Netoskie, the daughter of Cynthia Netoskie, of Mt. Lebanon, and Chris Netoskie, of New Kensington, Pa., will teach English at a high school in Vienna. At Tiergarten Schönbrunn, she will work with researchers to study how frogs native to Borneo use toes and legs to communicate.

Netoskie has noteworthy international experience during her Juniata career. During the 2013 summer after her freshman year, she spent a month at a language institute in Münster, Germany.

She also studied abroad for the 2014-2015 academic year, spending a semester at the Philipps-Universität Marburg, in Germany and spending the spring semester working at an internship as a zookeeper at the Kölner Zoo in Cologne, Germany.

"The faculty support I received from Jim Tuten, (professor of history) and others on the Fulbright committee is one for which I am truly grateful."

Erin Netoskie '16

In addition, Netoskie also traveled throughout the southwest and western United States in summer 2013 while enrolled in Juniata's Remote Field Course. She also worked as a summer Flitezone bird show and conservation education intern at Pittsburgh's National Aviary during the summers of 2014 and 2015.

Netoskie is a member of the German Club and Juniata's Christian Fellowship student club.

"The Fulbright application asks you to research and find your own collaborative project, so the process of receiving the Fulbright was both overwhelming and a blessing," Netoskie says. "It was a great experience that has helped me with grant-writing skills and interviewing. The faculty support I received from Jim Tuten, (professor of history) and others on the Fulbright committee is one for which I am truly grateful."

The Fulbright U.S. Student Program equips future American leaders with the skills they need to thrive in increasingly global environment by providing funding for one academic year of study, language instruction or research abroad, to be conducted after graduation from an accredited university.

Fellows undertake self-designed programs in disciplines ranging from social sciences, business, communication, and performing arts to physical sciences, engineering, and education.

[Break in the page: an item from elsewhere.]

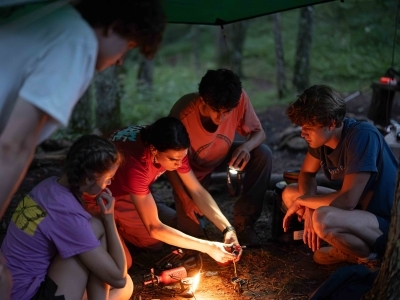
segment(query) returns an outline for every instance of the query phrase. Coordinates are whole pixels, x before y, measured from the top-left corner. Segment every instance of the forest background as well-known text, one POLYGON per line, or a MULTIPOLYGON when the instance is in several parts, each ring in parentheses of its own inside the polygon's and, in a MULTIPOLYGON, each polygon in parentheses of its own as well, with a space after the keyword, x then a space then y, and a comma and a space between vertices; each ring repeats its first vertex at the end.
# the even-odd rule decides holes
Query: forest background
POLYGON ((295 100, 312 84, 331 85, 343 94, 369 90, 390 67, 399 66, 397 2, 333 1, 223 30, 168 24, 153 60, 133 50, 123 66, 97 74, 70 126, 52 138, 150 124, 166 116, 181 96, 196 92, 208 69, 221 67, 241 77, 257 113, 295 100))
MULTIPOLYGON (((70 145, 84 133, 104 133, 125 125, 150 124, 166 116, 181 96, 196 92, 208 69, 221 67, 230 68, 240 76, 259 116, 266 112, 274 114, 274 121, 262 119, 267 127, 279 127, 274 122, 289 124, 284 109, 299 92, 312 84, 330 85, 345 96, 356 92, 370 95, 371 83, 378 82, 391 67, 400 69, 400 35, 396 34, 399 5, 399 0, 333 1, 233 23, 224 26, 224 31, 212 25, 168 24, 160 51, 153 60, 145 60, 133 50, 123 66, 96 74, 74 109, 70 125, 58 130, 50 141, 55 140, 56 145, 63 147, 62 141, 70 145)), ((368 109, 367 105, 357 107, 360 114, 365 115, 363 110, 368 109)), ((18 203, 17 200, 41 179, 60 171, 60 156, 50 154, 45 155, 45 159, 38 159, 48 150, 46 147, 38 147, 30 173, 12 204, 18 203)), ((275 153, 279 154, 279 151, 275 153)), ((301 161, 293 153, 279 155, 282 159, 274 160, 275 168, 280 161, 288 167, 288 157, 296 163, 301 161)), ((400 189, 393 209, 396 216, 400 213, 399 199, 400 189)), ((231 208, 230 202, 225 202, 221 209, 231 208)), ((0 220, 0 238, 4 236, 14 208, 15 205, 11 205, 0 220)), ((375 291, 374 295, 380 296, 368 299, 399 299, 400 268, 397 265, 400 247, 397 244, 400 218, 392 219, 392 224, 395 230, 391 228, 387 255, 392 259, 382 266, 384 271, 375 285, 375 290, 382 292, 375 291)), ((267 222, 261 225, 268 227, 267 222)), ((287 272, 277 271, 282 269, 283 257, 272 250, 255 249, 254 253, 249 250, 247 263, 242 264, 241 272, 245 278, 255 279, 254 267, 259 267, 256 273, 261 274, 262 280, 258 282, 262 284, 258 290, 264 292, 260 292, 258 299, 267 299, 266 293, 271 294, 271 290, 271 299, 306 299, 306 295, 332 272, 326 268, 316 271, 315 265, 310 264, 311 258, 302 250, 296 248, 295 253, 292 251, 287 255, 280 248, 276 249, 275 252, 284 255, 285 259, 290 257, 284 264, 287 272), (250 269, 246 273, 246 266, 252 266, 251 274, 250 269), (310 274, 300 278, 294 270, 302 274, 309 270, 310 274), (289 283, 296 283, 297 288, 290 288, 289 283), (266 286, 271 284, 272 287, 266 286)), ((211 284, 215 285, 215 282, 211 284)), ((205 283, 203 286, 208 287, 205 283)), ((218 288, 221 286, 219 284, 218 288)), ((215 290, 216 287, 210 289, 215 290)), ((233 293, 231 290, 229 285, 225 292, 233 293)), ((255 299, 252 295, 248 298, 255 299)))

The U.S. Student Program awards approximately 1,100 grants annually and currently operates in over 140 countries worldwide. The Fulbright Program is sponsored by the United States Department of State and Bureau of Educational and Cultural Affairs. Financial support is provided by an annual appropriation from Congress to the Department of State, with significant contributions from participating governments and host institutions in the United States and abroad.

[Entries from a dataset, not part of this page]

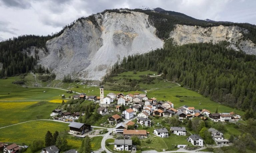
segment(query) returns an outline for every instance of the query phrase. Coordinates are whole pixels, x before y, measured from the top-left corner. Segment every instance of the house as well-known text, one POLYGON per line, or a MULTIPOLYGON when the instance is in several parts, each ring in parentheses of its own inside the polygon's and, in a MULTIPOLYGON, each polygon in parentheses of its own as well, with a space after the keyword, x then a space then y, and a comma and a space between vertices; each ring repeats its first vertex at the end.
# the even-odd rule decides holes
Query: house
POLYGON ((173 111, 168 110, 163 112, 163 117, 172 117, 173 115, 175 114, 175 112, 173 111))
POLYGON ((53 116, 54 116, 60 114, 61 113, 61 110, 56 109, 52 111, 52 114, 53 115, 53 116))
POLYGON ((109 96, 113 99, 116 99, 116 95, 113 93, 110 93, 109 94, 107 95, 107 96, 109 96))
POLYGON ((114 146, 114 150, 115 150, 136 151, 136 146, 132 145, 132 140, 131 139, 115 139, 114 146))
POLYGON ((117 99, 117 104, 125 105, 125 99, 122 96, 121 96, 117 99))
POLYGON ((149 100, 147 100, 146 101, 145 101, 144 105, 145 106, 147 106, 148 105, 150 105, 152 104, 152 102, 151 101, 149 100))
POLYGON ((127 129, 128 125, 124 123, 121 122, 116 125, 116 126, 115 133, 123 133, 124 129, 127 129))
POLYGON ((209 117, 209 115, 211 114, 211 112, 210 112, 209 111, 205 109, 204 109, 203 110, 202 110, 201 113, 202 114, 203 114, 204 115, 206 115, 206 116, 207 116, 207 117, 209 117))
POLYGON ((166 128, 159 128, 154 130, 154 133, 157 136, 161 137, 168 137, 168 130, 166 128))
POLYGON ((138 114, 138 117, 143 118, 148 118, 148 114, 146 112, 142 112, 138 114))
POLYGON ((201 114, 199 113, 196 113, 194 115, 194 117, 203 117, 204 115, 202 114, 201 114))
POLYGON ((20 147, 16 143, 7 146, 4 148, 4 153, 15 153, 19 151, 20 147))
POLYGON ((203 140, 201 137, 197 134, 190 135, 187 139, 188 142, 191 142, 194 146, 203 146, 203 140))
POLYGON ((133 117, 134 111, 131 109, 127 109, 123 112, 123 114, 125 115, 125 118, 130 119, 133 117))
POLYGON ((159 117, 162 117, 163 116, 163 113, 164 112, 163 111, 162 111, 161 110, 157 110, 153 111, 153 116, 157 115, 159 117))
POLYGON ((209 115, 209 117, 213 119, 214 121, 217 122, 220 118, 220 114, 219 113, 212 113, 209 115))
POLYGON ((170 127, 171 132, 178 135, 186 135, 185 127, 170 127))
POLYGON ((116 123, 119 123, 121 119, 121 116, 117 114, 114 115, 108 118, 108 120, 110 123, 115 122, 116 123))
POLYGON ((41 153, 59 153, 60 149, 55 146, 51 146, 42 149, 41 153))
POLYGON ((95 101, 96 100, 97 97, 96 96, 90 96, 88 97, 88 100, 89 101, 95 101))
POLYGON ((143 98, 140 96, 137 96, 133 99, 133 103, 136 103, 139 102, 142 102, 143 98))
POLYGON ((134 98, 135 97, 134 96, 134 95, 132 94, 128 94, 127 95, 125 96, 124 96, 124 97, 126 99, 129 99, 130 100, 131 102, 132 102, 133 99, 133 98, 134 98))
POLYGON ((97 112, 100 114, 102 114, 108 111, 108 108, 105 107, 100 107, 97 110, 97 112))
POLYGON ((229 120, 231 119, 232 116, 229 114, 221 114, 220 117, 220 121, 224 122, 225 121, 228 121, 229 120))
POLYGON ((116 111, 119 112, 120 111, 120 109, 121 109, 121 106, 116 106, 116 111))
POLYGON ((164 103, 162 104, 163 106, 165 107, 166 109, 169 109, 170 108, 173 107, 173 104, 170 102, 165 102, 164 103))
POLYGON ((137 123, 140 124, 142 126, 151 127, 151 120, 148 118, 137 117, 137 123))
POLYGON ((110 104, 111 103, 113 103, 114 100, 112 99, 109 96, 107 96, 103 99, 103 104, 110 104))
POLYGON ((3 149, 6 146, 6 145, 4 143, 0 142, 0 151, 3 150, 3 149))
POLYGON ((73 122, 68 125, 70 133, 77 134, 82 133, 91 130, 91 125, 73 122))
POLYGON ((80 96, 80 95, 73 95, 72 97, 73 99, 75 100, 76 99, 78 99, 79 98, 79 97, 80 96))
POLYGON ((138 105, 134 105, 132 107, 132 109, 134 111, 134 115, 136 115, 136 113, 137 112, 138 112, 141 111, 141 106, 138 105))
POLYGON ((137 136, 139 138, 147 137, 147 131, 144 130, 127 130, 124 129, 124 137, 129 138, 133 136, 137 136))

The presidentially appointed J. William Fulbright Foreign Scholarship Board formulates policy guidelines and makes the final selection of all grantees. The Institute of International Education administers and coordinates the activities relevant to the U.S. Student Program, including an annual competition for the scholarships. The Fulbright Program also awards grants to American teachers and faculty to do research, lecture, and teach overseas. In addition, some 2,200 foreign Fulbright students and scholars come to the United States annually to study, carry out research and lecture at U.S. universities, colleges and secondary schools.